O'Neill's The Dog, Parenthetically Speaking.

My seminar students and I recently finished discussing Joseph O'Neill's The Dog.  O'Neill is a TCK, and his protagonist is one too.  The novel is set in Dubai,  the epitome of an expat-dense metropolis that is a breeding ground for TCK experiences.

In recent years, I have been working on the kinds of stylistic quirks that characterize third culture novels.  Chiefly, so far, I have worked on time lines that are disrupted by spatial and geographical clusters.

I was especially excited, then, to have my students notice and discuss parentheses in The Dog.  They abound!  (And I have been told more than once that I use brackets far too often, so I wonder if there is a TCKness in the grammar of parenthesis?). [grammatical pun intended]

In The Dog, O'Neill often embeds so many parentheses (brackets) inside each other over the course of a paragraph that it will close like this ".)))" or this ".))))))" (72, 190 and 203).  Whoa!  It's like Sterne's Tristram Shandy writ all parenthethical!

Theories:

-This is Stream of Consciousness (Abby Messer).  Interesting!  I wonder.  I have thought about Virginia Woolf and The Waves in the context of TCK narrative, but not conclusively.  This makes me ask questions afresh. What makes modernist stream of consciousness different from this repeated intrusion of new detail?  Woolf does not bracket, she just flows.  So, perhaps the very brackets themselves, as visually they separate each little pod of information, emphasisng TCK disconnection while also evoking the jumbles and juxtapositions that characterise TCK experience.

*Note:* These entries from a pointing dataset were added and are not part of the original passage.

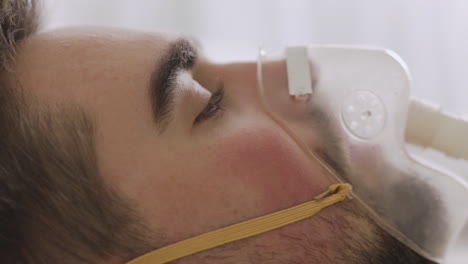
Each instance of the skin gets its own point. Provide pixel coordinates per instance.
(191, 178)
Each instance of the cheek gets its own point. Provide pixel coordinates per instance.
(272, 165)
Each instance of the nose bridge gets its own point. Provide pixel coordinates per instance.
(241, 79)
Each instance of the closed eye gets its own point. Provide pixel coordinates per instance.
(213, 107)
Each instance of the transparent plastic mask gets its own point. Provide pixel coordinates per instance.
(358, 102)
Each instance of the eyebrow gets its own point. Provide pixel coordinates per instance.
(182, 55)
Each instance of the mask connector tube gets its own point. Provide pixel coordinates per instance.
(298, 69)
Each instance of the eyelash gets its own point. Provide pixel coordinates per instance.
(213, 107)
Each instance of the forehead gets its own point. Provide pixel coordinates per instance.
(71, 61)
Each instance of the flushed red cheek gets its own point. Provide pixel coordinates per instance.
(273, 166)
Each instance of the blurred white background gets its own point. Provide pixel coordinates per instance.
(430, 35)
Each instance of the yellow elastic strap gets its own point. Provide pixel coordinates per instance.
(334, 194)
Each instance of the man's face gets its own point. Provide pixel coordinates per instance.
(189, 167)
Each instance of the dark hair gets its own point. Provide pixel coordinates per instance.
(54, 206)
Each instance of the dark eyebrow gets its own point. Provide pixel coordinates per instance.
(182, 55)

-These are confidential asides which the protagonist proffers the reader because he is so lonely and needs to make a connection (Cyndi Koster).  Well, that's compelling and very TCK (TCKs can tend to be isolated).

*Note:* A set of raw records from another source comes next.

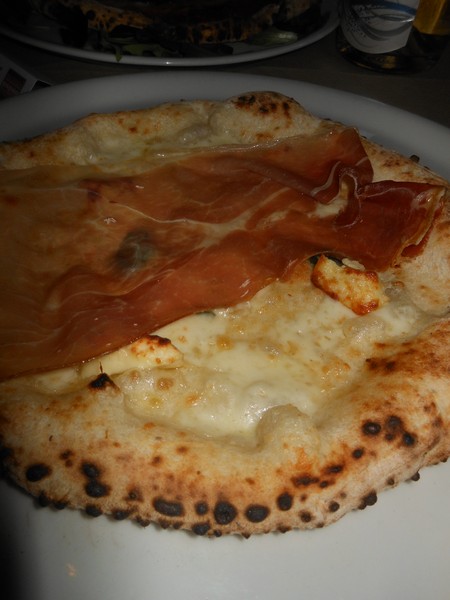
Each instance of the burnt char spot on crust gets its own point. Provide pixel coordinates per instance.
(135, 495)
(168, 508)
(368, 500)
(304, 480)
(270, 106)
(94, 488)
(388, 366)
(101, 382)
(257, 513)
(201, 528)
(284, 501)
(120, 514)
(37, 472)
(224, 513)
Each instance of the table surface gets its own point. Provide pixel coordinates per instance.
(426, 93)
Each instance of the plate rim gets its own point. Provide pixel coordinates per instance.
(328, 27)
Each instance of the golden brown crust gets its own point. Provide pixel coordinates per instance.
(85, 449)
(303, 473)
(198, 22)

-These repeated, excessive brackets just make the narrator look ridiculous (Koster again).  Yes.  True.  This returns us to satirist Sterne in my quip above, reminding us, importantly, that The Dog is satirical: it satirises expats, and Dubai, and travel narratives, and murder mysteries and lawyers and epistolary novels (so many unsent emails) , and yes, perhaps also the experience of TCKness itself.

And by the way, all those unsent emails seem like an uncanny echo of Van Reken's Letters Never Sent, don't they?